Quelques centaines, selon les agences de presse, de Tunisiennes et de Tunisiens ont manifesté, dimanche 19 mai, dans l’artère principale de la ville de Tunis pour dire leur colère contre les ingérences étrangères dans les affaires de politique intérieure tunisienne. Cette manifestation se veut être un soutien au président de la République.

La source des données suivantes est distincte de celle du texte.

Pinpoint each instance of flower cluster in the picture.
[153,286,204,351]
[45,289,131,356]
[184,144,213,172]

On ne peut que saluer leur initiative, si les appels via les réseaux sociaux, pour descendre massivement dans la rue n’avaient pas été accompagnés souvent par des accusations de « trahison » à l’égard d’autres citoyens tunisiens, qui eux pour la plus part (quelques centaines aussi) avaient manifesté une semaine avant, pour appeler à libérer les « prisonniers politiques » et aussi à amender ou suspendre le fameux décret, dit 54. Des slogans et des mots d’ordre qualifiant ceux qui se définissent comme « défenseurs des droits de l’Homme » de « traîtres » et de suppôts de l’Occident impérialiste furent scandés,
Tout ça montre qu’on ne sait pas en Tunisie encore utiliser les marges de liberté encore existantes, presque 14 ans après une supposée révolution démocratique. Cette logomachie nous provient de l’Orient et ne faisait nullement partie du lexique politique tunisien. Elle dérive du lexique religieux qui, lui, accuse les contradicteurs de kafir, impie, et surtout du lexique nationaliste arabe, du temps de Nasser et du parti Baath. Mais la « révolution » est passée par là et les repères idéologiques ont bien changé.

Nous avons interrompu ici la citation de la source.